Level 13 will often have you choosing Time Out—7 seconds of invulnerability is huge, and will get you out of a lot of scrapes. While Bye Bye! gets you far away easily, you’re also unable to contribute to the fight when you’re at the fountain. This is the only tier where defensive talents are available—not taking them is just asking to be killed.

Level 15 is purely personal preference if you’ve taken Compounding Aether, as each talent has pros and cons. If you’re confident at landing maximum range Sand Blasts, and have been doing do all game, Fast Forward is typically your best choice. The players that want to instakill enemies will want Quantum Overdrive: more ability power equals more damage equals more deaths.

Finally, level 19 offers another series of talents for personal preference, this time for both styles of play. Slowing Sands brings enemy teams to what feels like a standstill with Pocket of Time, and maps with chokepoints can take advantage of this. Loophole is typically not a great choice—it’s often too dangerous to activate it on any clump of enemies. Past and Future Me is useful for those who are great at a bit of geometry, and can aim both Chromie and her clone effectively. Remember the clone fires an untalented version of Sand Blast, though: Piercing Sands won’t affect the clone’s Sand Blast. Andorhal Anomaly is a personal favourite: it offers map control, with three Time Traps out at once, as well as more opportunities to combo an enemy. 

These two ways to play should be chosen based on both your personal preference and the enemy’s team composition. You’ll have to get closer to an enemy in order to activate Temporal Loop on them, so an enemy composition of heroes like The Butcher, Anub’arak and Thrall who can quickly kill you are best off dealt with through the bombardment of a Compounding Aether-focused choice of talents.
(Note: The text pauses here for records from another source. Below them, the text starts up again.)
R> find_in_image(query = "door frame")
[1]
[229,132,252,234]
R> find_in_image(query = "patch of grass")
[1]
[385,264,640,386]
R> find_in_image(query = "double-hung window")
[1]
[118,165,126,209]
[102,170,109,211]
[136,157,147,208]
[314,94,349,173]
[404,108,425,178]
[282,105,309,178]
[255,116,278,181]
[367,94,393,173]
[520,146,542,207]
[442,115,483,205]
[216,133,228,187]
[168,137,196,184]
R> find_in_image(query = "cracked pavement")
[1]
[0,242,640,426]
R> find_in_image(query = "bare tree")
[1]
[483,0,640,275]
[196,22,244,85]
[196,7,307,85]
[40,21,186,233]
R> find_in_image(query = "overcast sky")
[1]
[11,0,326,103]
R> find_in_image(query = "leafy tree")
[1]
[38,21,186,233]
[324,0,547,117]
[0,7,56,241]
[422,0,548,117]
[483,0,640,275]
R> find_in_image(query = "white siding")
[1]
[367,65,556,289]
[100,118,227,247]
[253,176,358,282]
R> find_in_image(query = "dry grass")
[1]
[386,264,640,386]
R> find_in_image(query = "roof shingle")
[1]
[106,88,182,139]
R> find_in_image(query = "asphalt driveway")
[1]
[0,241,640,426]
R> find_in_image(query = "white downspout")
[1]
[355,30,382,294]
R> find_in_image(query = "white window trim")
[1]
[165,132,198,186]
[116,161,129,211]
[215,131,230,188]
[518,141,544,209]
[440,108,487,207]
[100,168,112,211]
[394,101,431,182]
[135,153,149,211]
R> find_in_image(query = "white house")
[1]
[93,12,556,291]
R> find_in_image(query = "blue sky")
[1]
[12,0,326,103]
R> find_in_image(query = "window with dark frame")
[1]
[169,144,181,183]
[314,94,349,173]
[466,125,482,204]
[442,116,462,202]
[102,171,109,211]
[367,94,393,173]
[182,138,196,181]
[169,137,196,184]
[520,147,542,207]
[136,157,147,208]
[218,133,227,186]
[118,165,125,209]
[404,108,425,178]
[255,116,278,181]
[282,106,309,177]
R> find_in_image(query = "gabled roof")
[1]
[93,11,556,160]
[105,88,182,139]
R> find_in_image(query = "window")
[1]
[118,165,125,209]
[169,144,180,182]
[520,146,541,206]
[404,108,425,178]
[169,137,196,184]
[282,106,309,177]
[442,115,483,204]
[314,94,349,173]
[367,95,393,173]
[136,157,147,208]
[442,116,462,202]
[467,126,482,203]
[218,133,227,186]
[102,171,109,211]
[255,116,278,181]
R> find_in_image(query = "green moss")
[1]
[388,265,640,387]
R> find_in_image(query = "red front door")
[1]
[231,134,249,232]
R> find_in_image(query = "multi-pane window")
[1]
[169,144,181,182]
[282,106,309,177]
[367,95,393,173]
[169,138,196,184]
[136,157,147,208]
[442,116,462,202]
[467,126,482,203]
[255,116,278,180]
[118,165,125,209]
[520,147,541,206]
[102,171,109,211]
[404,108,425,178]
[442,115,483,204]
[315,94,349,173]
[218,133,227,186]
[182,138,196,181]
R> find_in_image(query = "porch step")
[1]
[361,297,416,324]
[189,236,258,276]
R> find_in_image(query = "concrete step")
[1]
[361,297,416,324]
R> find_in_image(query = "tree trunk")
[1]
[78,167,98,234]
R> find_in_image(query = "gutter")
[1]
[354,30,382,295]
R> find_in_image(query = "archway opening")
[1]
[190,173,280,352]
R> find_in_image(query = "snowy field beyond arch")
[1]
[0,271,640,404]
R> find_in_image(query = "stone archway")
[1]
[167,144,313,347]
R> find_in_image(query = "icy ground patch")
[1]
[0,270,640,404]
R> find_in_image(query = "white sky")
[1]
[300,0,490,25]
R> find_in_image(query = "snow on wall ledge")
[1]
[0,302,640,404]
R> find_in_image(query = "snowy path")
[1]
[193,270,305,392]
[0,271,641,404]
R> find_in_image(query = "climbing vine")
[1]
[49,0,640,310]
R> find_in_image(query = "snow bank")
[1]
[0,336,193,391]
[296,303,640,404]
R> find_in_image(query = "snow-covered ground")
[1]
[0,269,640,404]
It’s best to think of Chromie as the Sgt. Hammer of spellcasters: she does best as far away as possible, pummeling the enemy from the back. As such she comes with the drawback of being countered pretty often. It’s not about building your own team around Chromie, but picking her against the right enemies. If they will struggle diving you, and the map allows for you to bombard from a distance, Chromie can be a strong pick. She’s a challenging however, and, like heroes such as The Lost Vikings or Abathur, it’s best to play her in ranked after you’re a Chromie master. Once you feel like you can see into the future like the gnome-dragon herself, you’ll be ready.